I've seen discussions about using the Virginia SOL from the cardmember agreements instead of the state you reside. I know of the Pincus case in Florida that was able to use the Virginia SOL and won, but are there any other cases that one could cite?
Also, would love any help with Georgia's laws of sol and credit card debt.
I had to default on a Capital One card in 2006. They knew I had been in an accident and at one time, I paid them a large amount when I found out that I was permanently disabled. I told them I would continue to pay monthly payments for a few more months, but that my money would then be gone. I managed to pay about 8 more payments and then had to default. I thought everything was understood, but apparently it was not. I recently discovered that they have held onto that account and applied it looks like, every penalty and fee they could find. A debt that I thought was about $5,000 - they are showing on my credit report as over $25,000. I have not received any monthly statements from them in years, so I had no idea!

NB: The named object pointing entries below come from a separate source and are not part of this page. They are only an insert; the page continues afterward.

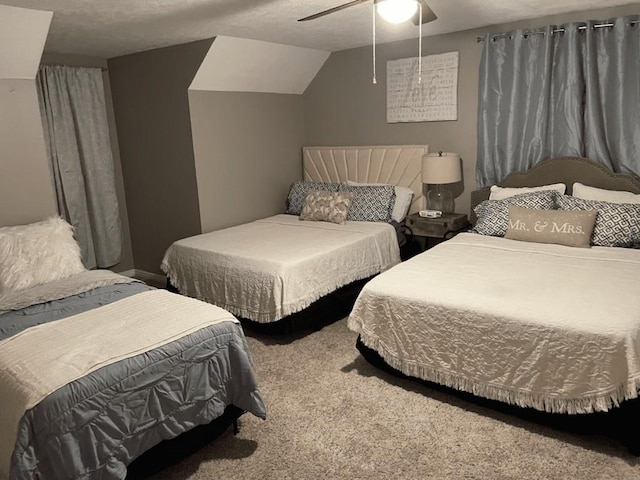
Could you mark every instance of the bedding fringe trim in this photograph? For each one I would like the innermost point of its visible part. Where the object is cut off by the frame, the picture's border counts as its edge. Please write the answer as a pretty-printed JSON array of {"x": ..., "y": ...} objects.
[
  {"x": 270, "y": 317},
  {"x": 600, "y": 402}
]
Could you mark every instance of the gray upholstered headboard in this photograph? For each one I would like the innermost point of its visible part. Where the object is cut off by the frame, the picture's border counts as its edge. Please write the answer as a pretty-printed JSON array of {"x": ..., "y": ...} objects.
[
  {"x": 392, "y": 164},
  {"x": 565, "y": 170}
]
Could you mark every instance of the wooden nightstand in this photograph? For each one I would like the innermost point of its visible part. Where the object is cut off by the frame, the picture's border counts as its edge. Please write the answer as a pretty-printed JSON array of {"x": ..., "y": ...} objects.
[{"x": 436, "y": 230}]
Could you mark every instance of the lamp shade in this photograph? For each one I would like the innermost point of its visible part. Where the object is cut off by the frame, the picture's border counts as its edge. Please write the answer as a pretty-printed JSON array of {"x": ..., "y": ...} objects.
[
  {"x": 396, "y": 11},
  {"x": 441, "y": 167}
]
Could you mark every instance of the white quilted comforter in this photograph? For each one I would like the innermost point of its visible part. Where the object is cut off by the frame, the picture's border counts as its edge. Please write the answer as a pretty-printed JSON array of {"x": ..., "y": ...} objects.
[
  {"x": 30, "y": 360},
  {"x": 271, "y": 268},
  {"x": 545, "y": 326}
]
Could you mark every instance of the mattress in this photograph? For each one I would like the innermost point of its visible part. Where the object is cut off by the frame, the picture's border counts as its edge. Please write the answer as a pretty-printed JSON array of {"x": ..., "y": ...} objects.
[
  {"x": 270, "y": 268},
  {"x": 86, "y": 387},
  {"x": 550, "y": 327}
]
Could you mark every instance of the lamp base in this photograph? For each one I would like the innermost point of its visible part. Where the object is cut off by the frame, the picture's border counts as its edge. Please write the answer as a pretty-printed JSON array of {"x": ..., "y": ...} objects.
[{"x": 440, "y": 199}]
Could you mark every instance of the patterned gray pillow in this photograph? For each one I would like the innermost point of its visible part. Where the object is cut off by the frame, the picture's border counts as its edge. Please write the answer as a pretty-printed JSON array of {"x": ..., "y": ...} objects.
[
  {"x": 298, "y": 191},
  {"x": 493, "y": 215},
  {"x": 617, "y": 224},
  {"x": 323, "y": 206},
  {"x": 370, "y": 203}
]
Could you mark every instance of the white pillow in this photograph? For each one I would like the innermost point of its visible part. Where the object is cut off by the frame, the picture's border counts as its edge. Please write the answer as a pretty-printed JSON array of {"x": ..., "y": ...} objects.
[
  {"x": 586, "y": 192},
  {"x": 404, "y": 197},
  {"x": 37, "y": 253},
  {"x": 500, "y": 193}
]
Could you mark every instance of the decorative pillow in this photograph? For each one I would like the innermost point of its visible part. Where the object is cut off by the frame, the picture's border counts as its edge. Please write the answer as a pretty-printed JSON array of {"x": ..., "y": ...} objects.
[
  {"x": 370, "y": 203},
  {"x": 404, "y": 197},
  {"x": 617, "y": 225},
  {"x": 37, "y": 253},
  {"x": 493, "y": 215},
  {"x": 614, "y": 196},
  {"x": 500, "y": 193},
  {"x": 323, "y": 206},
  {"x": 298, "y": 192},
  {"x": 571, "y": 228}
]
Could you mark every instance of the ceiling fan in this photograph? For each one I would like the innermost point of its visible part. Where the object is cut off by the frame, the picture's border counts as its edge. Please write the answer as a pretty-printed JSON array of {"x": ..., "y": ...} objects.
[{"x": 427, "y": 13}]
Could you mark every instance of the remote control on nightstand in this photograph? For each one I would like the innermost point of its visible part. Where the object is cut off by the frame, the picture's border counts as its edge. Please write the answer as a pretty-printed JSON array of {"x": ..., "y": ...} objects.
[{"x": 430, "y": 213}]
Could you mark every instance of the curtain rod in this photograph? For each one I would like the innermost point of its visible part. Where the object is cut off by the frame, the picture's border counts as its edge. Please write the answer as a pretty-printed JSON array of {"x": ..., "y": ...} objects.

I thought that with Georgia sol of 4 years, that I would be alright - but, now have found this:
Georgia 4 years* 9-3-25 State law**
*In January 2008, the Georgia Court of Appeals ruled (Case No. A07A2338) the statute of limitations on an unpaid credit card bill was 6 years. The ruling doesn't change state law, but sets a precedent that future suits may cite.

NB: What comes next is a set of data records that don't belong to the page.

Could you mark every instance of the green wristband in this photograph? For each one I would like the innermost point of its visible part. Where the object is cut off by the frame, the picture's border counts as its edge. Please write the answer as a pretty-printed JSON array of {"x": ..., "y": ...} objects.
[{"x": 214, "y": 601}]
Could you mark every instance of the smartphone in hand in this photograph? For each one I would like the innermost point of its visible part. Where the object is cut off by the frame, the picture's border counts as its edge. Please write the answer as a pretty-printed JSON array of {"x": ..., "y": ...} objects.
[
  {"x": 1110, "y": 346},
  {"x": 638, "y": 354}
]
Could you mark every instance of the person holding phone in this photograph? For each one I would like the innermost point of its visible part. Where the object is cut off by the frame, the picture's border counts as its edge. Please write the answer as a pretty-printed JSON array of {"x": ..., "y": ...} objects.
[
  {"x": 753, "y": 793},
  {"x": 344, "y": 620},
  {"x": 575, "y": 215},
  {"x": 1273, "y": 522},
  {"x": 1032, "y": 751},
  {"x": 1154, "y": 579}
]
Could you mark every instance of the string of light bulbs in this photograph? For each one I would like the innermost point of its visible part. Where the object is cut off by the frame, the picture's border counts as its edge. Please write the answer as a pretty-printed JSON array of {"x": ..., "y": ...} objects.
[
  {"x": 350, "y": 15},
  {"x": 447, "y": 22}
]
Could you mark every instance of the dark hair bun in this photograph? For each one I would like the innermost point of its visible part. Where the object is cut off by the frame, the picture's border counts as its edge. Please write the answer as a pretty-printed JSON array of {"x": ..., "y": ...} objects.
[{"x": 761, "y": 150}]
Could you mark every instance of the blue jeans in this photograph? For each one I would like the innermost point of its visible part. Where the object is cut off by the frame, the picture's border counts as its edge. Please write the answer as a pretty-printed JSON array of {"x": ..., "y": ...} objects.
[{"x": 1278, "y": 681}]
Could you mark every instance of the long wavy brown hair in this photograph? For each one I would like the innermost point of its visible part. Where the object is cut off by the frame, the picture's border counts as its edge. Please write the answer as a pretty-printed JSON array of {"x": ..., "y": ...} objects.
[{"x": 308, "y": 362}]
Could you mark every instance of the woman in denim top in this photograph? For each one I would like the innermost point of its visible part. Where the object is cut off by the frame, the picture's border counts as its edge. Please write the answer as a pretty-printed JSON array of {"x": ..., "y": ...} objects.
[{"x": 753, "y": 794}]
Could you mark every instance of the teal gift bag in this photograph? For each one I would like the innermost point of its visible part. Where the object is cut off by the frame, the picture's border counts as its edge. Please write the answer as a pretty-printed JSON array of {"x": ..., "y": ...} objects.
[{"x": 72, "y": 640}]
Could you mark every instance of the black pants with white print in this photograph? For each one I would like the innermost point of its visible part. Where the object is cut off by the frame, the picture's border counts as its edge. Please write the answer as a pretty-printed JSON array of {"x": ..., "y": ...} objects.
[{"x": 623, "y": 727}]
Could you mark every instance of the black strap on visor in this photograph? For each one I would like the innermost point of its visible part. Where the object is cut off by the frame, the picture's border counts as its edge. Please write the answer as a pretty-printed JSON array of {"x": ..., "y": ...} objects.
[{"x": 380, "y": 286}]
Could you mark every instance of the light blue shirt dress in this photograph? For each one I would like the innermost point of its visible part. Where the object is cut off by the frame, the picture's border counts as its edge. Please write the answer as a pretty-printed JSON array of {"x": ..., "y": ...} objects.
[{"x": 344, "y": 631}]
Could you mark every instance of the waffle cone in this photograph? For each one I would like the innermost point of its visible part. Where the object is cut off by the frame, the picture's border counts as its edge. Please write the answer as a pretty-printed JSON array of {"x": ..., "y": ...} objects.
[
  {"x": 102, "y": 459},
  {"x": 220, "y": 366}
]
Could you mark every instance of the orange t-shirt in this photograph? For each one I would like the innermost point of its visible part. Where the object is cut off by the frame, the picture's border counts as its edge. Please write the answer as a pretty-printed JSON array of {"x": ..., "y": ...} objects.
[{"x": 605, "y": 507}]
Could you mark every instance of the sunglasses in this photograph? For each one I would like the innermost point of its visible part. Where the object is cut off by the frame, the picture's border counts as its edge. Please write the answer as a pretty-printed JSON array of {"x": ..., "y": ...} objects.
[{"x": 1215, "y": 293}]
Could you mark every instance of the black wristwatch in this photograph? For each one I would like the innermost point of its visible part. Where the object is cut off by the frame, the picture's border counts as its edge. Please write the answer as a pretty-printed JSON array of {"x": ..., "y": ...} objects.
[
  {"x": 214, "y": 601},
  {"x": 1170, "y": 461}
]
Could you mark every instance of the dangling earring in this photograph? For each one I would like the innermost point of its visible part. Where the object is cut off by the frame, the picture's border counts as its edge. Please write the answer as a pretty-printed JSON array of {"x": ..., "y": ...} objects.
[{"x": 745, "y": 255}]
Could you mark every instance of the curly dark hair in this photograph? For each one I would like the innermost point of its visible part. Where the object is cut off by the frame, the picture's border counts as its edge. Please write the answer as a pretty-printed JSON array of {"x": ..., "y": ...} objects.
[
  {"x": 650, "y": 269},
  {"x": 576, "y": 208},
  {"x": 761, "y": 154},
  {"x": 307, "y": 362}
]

So . . . looks like I'm up a creek. Then I was reading where others are saying that "if" the agreement has the Virginia ruling, that it should be applied. Can anyone help me with thoughts of any way to do this in Georgia or do I have to be stuck with the Georgia sol? Also, looks like since I defaulted "before" the Court of Appeals ruled to change it to 6 years, that they would let the older defaults still carry the 4 year sol . . . I know - I'm reaching!
Yea - I've seen the same information regarding the AmEx case in GA that resulted in a decision stating that the SOL was 6 years. If I were you, I would lean towards the 6-year SOL going forward. However, I'm not a lawyer, so you might want to talk to a good consumer lawyer if you're still unsure.
Thank you for the response. I too am afraid that all Georgia credit cards will lean toward the 6 year sol, but still - if the agreement states that Virginia law will govern the cardmember agreement - how can people use that sol?
I know what you mean. This is kind of a confusing situation because it is possible that the VA SOL would apply. From what I understand, Cap One is infamous for this, but they'll often place wording in the agreement that allows them to choose your state's SOL if it's longer.